Junk Fax – Resources and Regulation

Similar to email spam and junk mail, junk faxes are a form of telemarketing that sends unsolicited advertisements and through fax machines.

Table of ContentsJunk Faxes

History of Junk Faxing

As fax machines grew in popularity in the late 1980s and early 1990s, junk faxing became a way for many advertisers to reach prospective customers.

With the invention of a computer based fax board in 1985, computers were able to dramatically increase the ability to transmit fax advertisements on a regular basis while drastically decreasing the cost to the advertiser.

The United States passed the Telephone Consumer Protection Act in 1991, and the volume of junk faxes and fax advertising started to decrease.

In 2005, the US Congress passed the Junk Fax Prevention Act of 2005 to amend the TCPA to no longer prohibit unsolicited fax advertisements if “the unsolicited advertisement is from a sender with an established business relationship with the recipient).

In April 2006, the FCC implemented changes to existing fax advertising rules of the TCPA with the intention of further reducing the level of junk fax advertising.

Recently, due to the proliferation of online fax services, as well as the reduction in costs of long distance services, there has been an increase in junk fax transmissions coming from areas outside of countries that have enacted laws against junk faxes.

Difference Between a Broadcast Fax and a Junk Fax

A broadcast fax is a fax that is sent to multiple people in a programmed sequential transmission.
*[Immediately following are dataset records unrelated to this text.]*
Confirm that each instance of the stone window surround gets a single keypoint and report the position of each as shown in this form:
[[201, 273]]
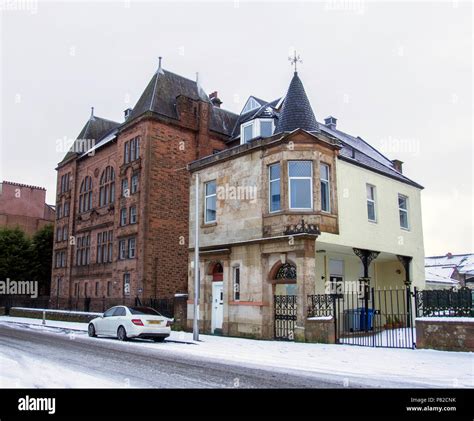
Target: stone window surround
[[283, 159]]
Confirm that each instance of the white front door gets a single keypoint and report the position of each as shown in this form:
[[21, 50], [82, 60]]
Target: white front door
[[217, 305]]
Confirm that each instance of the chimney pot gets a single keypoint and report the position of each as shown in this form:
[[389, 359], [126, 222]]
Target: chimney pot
[[215, 99], [330, 122], [127, 113], [398, 165]]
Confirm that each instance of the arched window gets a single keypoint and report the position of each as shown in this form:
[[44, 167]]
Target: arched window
[[286, 271], [107, 187], [85, 195]]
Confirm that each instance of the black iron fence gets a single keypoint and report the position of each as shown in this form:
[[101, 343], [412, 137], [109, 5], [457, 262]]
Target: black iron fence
[[321, 305], [444, 303], [368, 316]]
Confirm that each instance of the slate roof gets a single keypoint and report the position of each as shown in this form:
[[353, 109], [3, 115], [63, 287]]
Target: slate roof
[[160, 94], [296, 111], [95, 129], [223, 121], [160, 97], [266, 110], [359, 152], [437, 274]]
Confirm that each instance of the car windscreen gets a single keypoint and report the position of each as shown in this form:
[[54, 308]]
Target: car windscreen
[[144, 310]]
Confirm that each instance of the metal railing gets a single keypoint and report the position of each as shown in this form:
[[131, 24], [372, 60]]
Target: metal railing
[[444, 303]]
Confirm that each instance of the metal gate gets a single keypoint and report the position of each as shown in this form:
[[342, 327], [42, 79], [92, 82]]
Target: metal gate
[[375, 317], [284, 316], [368, 316]]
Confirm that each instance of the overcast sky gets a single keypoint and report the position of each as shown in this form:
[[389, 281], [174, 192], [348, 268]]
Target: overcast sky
[[397, 74]]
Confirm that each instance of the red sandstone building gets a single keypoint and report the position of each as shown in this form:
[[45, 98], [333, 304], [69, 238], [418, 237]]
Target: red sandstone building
[[122, 196], [24, 206]]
A person sending a broadcast fax sends the same fax to many different people in their broadcast.

In this case, a broadcast fax is a junk fax if it falls under the rules of junk faxes.

For example, an accountant who broadcast faxes an annual reminder to a list of existing clients who have permitted communication via fax that tax deadlines are approaching is (in most cases) simply broadcasting a message to people that already have a business relationship with the organization.

As another example, a travel agency who broadcast faxes an advertisement for discount vacations to Hawaii 100 fax numbers they have found on the internet and has no prior business relationship is sending junk faxes through a broadcast fax method.

Whether or not a broadcast fax is junk or not depends on the laws regarding junk faxes, but not all broadcast faxes are junk faxes.

Junk Fax Regulations and Laws

United States

Laws in the United States involving Junk Faxes primarily revolve around the Telephone Consumer Protection Act of 1991 (47 USC 227), The Junk Fax Prevention Act of 2005, and the rule changes the FCC implemented in April of 2006.

Many states have their own laws regarding junk faxes, and this can translate into different regulations depending on where a junk fax originates from and where it is sent to.

In the case of a junk fax being sent, the FCC can investigate violators and impose fines. Complaints are investigated when a complaint is filed through the FCC.

Individuals can also bring a private suit against a junk fax violator, seeking to recover the monetary loss or $500 in damages for each violation (which ever is greater). This penalty can, if the court decides, be tripled if it is found that the defendant acted “willingly or knowingly”.

FCC penalties can be up to $11,000 per junk fax transmitted.

Canada

In Canada, there is no mechanism for individuals to sue the senders of junk faxes, however unsolicited faxes must follow certain guidelines as regulated by the CRTC.

Canadian regulations regarding unsolicited faxes can be found under Order CRTC 2001-193.

Canada also offers the Canadian Marketing Association’s Do-Not-Call list, which is voluntarily followed by business and not subject to law.

As the CMA’s Do Not Call List is relatively public information, there have been situations where telemarketers and junk fax senders from international locations have used the database to send junk faxes to, outside of Canadian law.